La capacità del marketing comunicativo di Uber, è tale da farla risultare ancora oggi, nell’immaginario comune, ammirevole addirittura sul fronte del tema fiscale. Ricordiamo tutti la sfacciata, per la sua falsità, “inchiesta” di Marco Maisano della trasmissione Le Iene, di qualche anno fa, che descriveva i tassisti italiani come degli irrecuperabili evasori, e vi contrapponeva invece l’ “Eden” che con Uber (e le altre multinazionali, aggiungiamo noi) avremmo avuto consentendo l’ingresso di questa multinazionale nel trasporto pubblico non di linea italiano. La realtà, come anche i non addetti ai lavori sanno quando si parla di multinazionali, è tutt’altra, ed anzi Uber è stata ribattezzata dalla stampa specializzata come “la regina degli evasori in Europa“.
In questa analisi del Centre for International Corporate Tax Accountability and Research, emerge in dettaglio l’incredibile gioco di “scatole cinesi” creato dalla multinazionale per eludere il fisco.

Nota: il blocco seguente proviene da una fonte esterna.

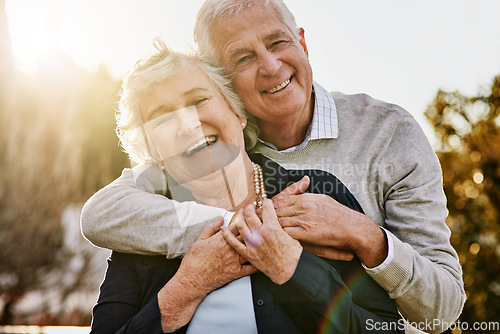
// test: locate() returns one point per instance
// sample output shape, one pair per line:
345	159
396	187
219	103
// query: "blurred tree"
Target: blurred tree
57	147
468	129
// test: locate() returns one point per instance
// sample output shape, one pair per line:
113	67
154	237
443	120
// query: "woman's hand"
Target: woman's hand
264	243
209	264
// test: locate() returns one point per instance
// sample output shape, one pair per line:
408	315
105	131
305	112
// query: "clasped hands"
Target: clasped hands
262	241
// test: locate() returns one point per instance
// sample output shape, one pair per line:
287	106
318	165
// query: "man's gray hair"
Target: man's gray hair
153	70
212	11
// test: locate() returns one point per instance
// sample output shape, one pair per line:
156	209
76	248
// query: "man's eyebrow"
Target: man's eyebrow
277	34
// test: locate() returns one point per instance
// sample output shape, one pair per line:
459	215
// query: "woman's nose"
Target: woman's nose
188	121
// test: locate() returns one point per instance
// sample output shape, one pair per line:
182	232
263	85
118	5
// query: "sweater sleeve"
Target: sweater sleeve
424	276
318	294
133	215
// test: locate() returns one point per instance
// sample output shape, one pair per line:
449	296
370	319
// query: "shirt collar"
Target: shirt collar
324	124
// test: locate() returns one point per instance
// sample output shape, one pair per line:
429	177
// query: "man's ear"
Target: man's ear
302	41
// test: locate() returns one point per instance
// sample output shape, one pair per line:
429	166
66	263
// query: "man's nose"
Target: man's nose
269	64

Dallo studio si comprende anche quanto basso sia l’utile reale che resta all’autista una volta che si è messo nelle mani di Uber, sia per la politica di bassi prezzi da esso praticata, sia per l’alta commissione pretesa, sia per la totale assenza di tutele riconosciuta a coloro che sempre più tribunali riconoscono come veri e propri dipendenti a tutti gli effetti. Non è un caso che dopo appena un anno, il tasso di abbandono da parte degli autisti di Uber, sia del 96%.